Alexandre Guerra, 06.12.11

 

No período em que José Manuel Durão Barroso, actual presidente da Comissão Europeia, andava pelos Estados Unidos a tirar o seu doutoramento em Georgetown e se prepara para vir a ser um dia primeiro-ministro de Portugal, o autor destas linhas chegou a ouvi-lo citar, por uma ou duas vezes, algumas estrofes da música Zooropa do álbum homónimo dos U2 (diga-se de passagem, repositório dos últimos resquícios da genial criatividade musical daquela banda que tinha atingido o corolário com Achtung Baby, dois anos antes).

 

Considerações artísticas à parte, Barroso lá dizia: “Zooropa… Don't worry baby, it's gonna be alright. Zooropa… Uncertainty can be a guiding light.” Disse-o, por exemplo, em Novembro de 1997, durante um colóquio com o nome de “Portugal na Transição do Milénio”.

 

O agora líder da Comissão Europeia mostrava-se na altura desiludido com o rumo da Europa, em parte consubstanciado no então novíssimo Tratado de Amesterdão, assinado em Outubro de 1997.

 

Na sua intervenção por ocasião do debate na Assembleia da República para a aprovação do Tratado de Amesterdão, a 6 de Janeiro de 1999, Barroso dizia que “sem embargo de desenvolvimentos positivos, ele representa uma certa frustração e fica-se, sem dúvida, com um sabor a pouco em termos de ambição europeia”. Salientava ainda: “Ficamos com a impressão de reformas mais uma vez adiadas. Ficamos com a consciência de que a Europa continua à procura de um caminho. […] Não pode, pois, honestamente dizer-se que o Tratado de Amesterdão esteja à altura dos desafios que a Europa hoje enfrenta.”

 

Mais à frente dizia que na União Europeia não existia “uma vontade política proporcional à dimensão dos desafios que os europeus enfrentam”. Acrescentaria ainda que “actualmente [1999], os líderes europeus vão, na sua maioria, atrás das sondagens, em vez de procurarem ir à frente das respectivas comunidades políticas”. E já quase a concluir: “Que faremos com esta Europa? Para onde vamos? O que quer a Europa, se é que quer realmente alguma coisa?
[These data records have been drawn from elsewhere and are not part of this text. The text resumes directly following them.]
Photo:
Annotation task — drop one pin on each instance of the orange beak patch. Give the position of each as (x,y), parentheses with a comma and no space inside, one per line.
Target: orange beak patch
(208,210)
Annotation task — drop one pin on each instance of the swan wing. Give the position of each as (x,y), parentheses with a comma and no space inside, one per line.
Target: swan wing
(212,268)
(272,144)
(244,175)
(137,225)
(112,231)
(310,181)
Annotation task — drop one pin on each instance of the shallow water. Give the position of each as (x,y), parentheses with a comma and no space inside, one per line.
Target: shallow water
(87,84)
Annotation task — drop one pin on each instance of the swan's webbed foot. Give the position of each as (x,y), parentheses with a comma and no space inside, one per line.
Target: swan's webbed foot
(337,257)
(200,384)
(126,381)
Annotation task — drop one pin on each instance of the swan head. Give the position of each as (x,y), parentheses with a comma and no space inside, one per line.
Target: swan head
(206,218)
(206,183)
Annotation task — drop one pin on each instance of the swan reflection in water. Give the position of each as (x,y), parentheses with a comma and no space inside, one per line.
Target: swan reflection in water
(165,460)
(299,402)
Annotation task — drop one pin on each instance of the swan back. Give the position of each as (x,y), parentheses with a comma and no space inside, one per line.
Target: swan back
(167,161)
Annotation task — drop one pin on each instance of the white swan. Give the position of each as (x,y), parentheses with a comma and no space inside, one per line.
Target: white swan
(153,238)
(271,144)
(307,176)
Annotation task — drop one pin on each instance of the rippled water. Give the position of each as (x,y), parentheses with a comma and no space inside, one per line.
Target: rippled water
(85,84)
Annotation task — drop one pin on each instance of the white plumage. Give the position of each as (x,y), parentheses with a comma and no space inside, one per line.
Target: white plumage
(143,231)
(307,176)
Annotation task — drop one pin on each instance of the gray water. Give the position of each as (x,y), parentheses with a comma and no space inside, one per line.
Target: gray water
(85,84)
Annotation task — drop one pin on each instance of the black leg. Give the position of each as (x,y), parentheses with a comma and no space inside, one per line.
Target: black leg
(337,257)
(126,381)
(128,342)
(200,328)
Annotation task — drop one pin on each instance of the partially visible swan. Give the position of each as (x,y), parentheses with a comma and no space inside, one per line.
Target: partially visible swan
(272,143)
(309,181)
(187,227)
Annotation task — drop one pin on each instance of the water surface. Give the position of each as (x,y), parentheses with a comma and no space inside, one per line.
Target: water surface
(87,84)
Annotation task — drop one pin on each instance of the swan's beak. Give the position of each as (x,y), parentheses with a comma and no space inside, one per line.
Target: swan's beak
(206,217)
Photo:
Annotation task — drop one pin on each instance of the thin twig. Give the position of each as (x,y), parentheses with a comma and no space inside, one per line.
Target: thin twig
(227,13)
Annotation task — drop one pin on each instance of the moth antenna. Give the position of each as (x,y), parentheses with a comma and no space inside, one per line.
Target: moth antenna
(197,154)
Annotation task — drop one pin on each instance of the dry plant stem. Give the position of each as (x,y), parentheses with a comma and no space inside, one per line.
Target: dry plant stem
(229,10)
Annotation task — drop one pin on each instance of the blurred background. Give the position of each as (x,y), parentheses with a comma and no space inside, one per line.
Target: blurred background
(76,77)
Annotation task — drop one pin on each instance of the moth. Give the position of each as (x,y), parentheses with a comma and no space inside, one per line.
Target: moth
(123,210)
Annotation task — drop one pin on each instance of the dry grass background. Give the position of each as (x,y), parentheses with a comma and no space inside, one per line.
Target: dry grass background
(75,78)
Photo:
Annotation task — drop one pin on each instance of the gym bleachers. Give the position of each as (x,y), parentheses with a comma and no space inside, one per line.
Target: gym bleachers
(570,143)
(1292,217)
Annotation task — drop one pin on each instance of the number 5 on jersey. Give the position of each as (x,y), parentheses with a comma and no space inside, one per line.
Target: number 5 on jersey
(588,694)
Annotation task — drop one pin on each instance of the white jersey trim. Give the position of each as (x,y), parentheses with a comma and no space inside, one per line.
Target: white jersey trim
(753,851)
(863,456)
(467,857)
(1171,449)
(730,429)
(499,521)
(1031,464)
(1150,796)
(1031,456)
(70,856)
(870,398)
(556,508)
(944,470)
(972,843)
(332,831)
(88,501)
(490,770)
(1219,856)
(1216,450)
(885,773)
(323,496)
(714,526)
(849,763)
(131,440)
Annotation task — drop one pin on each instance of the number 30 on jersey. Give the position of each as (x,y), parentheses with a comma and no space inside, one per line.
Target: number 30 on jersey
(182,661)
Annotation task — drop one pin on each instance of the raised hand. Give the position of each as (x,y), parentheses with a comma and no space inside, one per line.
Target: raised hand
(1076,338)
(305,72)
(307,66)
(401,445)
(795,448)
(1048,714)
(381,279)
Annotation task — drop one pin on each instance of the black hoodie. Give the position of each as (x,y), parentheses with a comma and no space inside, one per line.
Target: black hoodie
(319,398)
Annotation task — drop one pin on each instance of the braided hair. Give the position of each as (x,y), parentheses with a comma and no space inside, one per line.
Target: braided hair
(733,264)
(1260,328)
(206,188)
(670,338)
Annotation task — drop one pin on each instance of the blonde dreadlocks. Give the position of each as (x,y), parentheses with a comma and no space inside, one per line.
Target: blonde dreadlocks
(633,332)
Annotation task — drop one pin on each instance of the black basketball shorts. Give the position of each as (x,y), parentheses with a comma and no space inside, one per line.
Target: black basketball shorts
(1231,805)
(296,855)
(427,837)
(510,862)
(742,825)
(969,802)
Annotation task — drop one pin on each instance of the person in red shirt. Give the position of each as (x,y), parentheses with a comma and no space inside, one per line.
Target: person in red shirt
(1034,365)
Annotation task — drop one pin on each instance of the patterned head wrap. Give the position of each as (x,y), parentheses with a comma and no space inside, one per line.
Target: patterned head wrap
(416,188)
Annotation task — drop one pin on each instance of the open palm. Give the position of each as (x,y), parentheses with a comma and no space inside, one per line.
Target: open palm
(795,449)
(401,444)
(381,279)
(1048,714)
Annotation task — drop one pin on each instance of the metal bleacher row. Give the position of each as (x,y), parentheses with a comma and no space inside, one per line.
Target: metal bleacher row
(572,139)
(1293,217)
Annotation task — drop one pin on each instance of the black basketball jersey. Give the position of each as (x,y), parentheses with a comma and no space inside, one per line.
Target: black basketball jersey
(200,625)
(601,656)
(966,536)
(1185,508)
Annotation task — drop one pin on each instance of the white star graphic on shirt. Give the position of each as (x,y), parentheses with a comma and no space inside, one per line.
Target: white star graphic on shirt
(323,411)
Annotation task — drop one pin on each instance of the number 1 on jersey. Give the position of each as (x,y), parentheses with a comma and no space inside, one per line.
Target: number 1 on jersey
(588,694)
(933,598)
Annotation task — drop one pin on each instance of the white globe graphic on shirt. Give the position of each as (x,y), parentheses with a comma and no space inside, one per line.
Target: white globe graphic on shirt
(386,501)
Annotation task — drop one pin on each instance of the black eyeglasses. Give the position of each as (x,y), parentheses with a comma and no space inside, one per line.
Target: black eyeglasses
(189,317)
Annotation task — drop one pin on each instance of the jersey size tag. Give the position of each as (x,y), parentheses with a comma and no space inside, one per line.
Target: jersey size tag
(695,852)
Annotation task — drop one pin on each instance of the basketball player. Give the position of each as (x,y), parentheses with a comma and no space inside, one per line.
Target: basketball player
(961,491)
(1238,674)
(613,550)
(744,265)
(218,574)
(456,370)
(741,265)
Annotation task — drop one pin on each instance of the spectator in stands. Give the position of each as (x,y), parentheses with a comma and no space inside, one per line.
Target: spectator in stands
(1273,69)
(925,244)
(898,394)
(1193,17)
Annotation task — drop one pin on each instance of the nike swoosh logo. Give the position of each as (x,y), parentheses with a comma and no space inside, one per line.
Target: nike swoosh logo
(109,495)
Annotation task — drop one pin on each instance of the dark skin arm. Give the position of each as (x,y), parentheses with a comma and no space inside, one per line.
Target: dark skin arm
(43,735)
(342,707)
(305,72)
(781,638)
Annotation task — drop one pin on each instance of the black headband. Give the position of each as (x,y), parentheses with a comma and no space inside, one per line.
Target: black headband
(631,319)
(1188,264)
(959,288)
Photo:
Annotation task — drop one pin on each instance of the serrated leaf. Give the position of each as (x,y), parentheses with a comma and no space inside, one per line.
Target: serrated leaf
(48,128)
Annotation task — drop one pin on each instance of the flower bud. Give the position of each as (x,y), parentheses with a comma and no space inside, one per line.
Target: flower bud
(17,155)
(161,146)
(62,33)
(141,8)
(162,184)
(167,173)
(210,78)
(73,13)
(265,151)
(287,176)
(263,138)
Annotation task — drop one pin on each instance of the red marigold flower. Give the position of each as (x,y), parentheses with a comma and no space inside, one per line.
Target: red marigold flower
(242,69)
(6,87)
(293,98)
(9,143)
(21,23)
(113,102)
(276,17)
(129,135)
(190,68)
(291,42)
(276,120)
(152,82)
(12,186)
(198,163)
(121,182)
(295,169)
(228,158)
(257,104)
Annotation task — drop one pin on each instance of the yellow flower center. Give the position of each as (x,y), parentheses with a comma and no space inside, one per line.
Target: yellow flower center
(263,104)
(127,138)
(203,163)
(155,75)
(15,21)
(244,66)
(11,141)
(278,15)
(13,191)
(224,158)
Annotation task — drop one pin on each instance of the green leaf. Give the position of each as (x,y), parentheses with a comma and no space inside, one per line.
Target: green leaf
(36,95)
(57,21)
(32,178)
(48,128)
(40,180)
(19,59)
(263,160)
A verdade é que a União Europeia parece cada vez mais à deriva. Sem um propósito claro. Sem uma linha de rumo. Sem uma verdadeira visão estratégica.”

 

Ora, estes tempos de excepcional “crise” que se viviam no final dos anos 90 não eram afinal tão excepcionais quanto isso, bastando apenas recuar até ao início da mesma década e encontrar mais um momento de “crise” para a Europa.

 

Na ressaca do Tratado de Maastricht, mais concretamente em Julho de 1993, o mesmo Durão Barroso escrevia num artigo de opinião no Die Ziet seguinte: “Tenho para mim que é nos momentos mais difíceis que a validade dos projectos políticos pode ser de facto posta à prova. Ora justamente o projecto de construção vive numa fase marcada pela incerteza, pelo cepticismo e até pela desconfiança. De facto, é inquestionável que em muitos países europeus se nota hoje um pessimismo crescente.” E notava que “como pano de fundo, a recessão económica internacional tornou mais evidente a perda de competitiva em relação” aos concorrentes mundiais da Europa.

 

Enfim, certamente que se continuasse a regredir no tempo muitos seriam os discursos alinhados por este diapasão, porque a verdade é que poucos serão os períodos da construção do edifício europeu em que os tempos fossem de tranquilidade e de prosperidade, pelo menos à lupa dos políticos e dos líderes.

 

Tal como daqui a 20 anos, a autor destas linhas apostaria que a Europa, dirão então os seus governantes, estará numa crise de identidade, sem rumo, sem liderança ou qualquer coisa deste género.

 

Independentemente das conjunturas históricas, os homens têm uma tentação e tendência para assumirem a excepcionalidade do seu próprio tempo (isto dará um dia um texto interessante sobre Hegel, Marx, Fukuyama, Kojève, Políbio…) e, por vezes, esta assumpção poderá toldar a sua objectividade do pensamento e o seu espírito crítico em determinado momento.

 

Como aliás, actualmente acontece, na modesta opinião do autor destas linhas, onde os problemas são mais que muitos, é certo, mas a sua leitura e o respectivo enquadramento na linha da História não parece estar a ser feito de uma forma equilibrada e pragmática.

 

Mas, para isso acontecer é preciso, antes de mais, conhecer e ter a sensibilidade histórica, porque só assim se pode ter uma perspectiva verdadeiramente objectiva e focada no essencial, liberta das questões acessórias, que daqui a alguns anos não serão mais do que notas de rodapé da História.  

 

Nota: Durão Barroso foi aqui visado enquanto objecto de estudo, como poderia ter sido outro qualquer político ou líder. Tratou-se apenas de uma questão de maior disponibilidade no acesso à informação.

 

Texto publicado originalmente no Forte Apache.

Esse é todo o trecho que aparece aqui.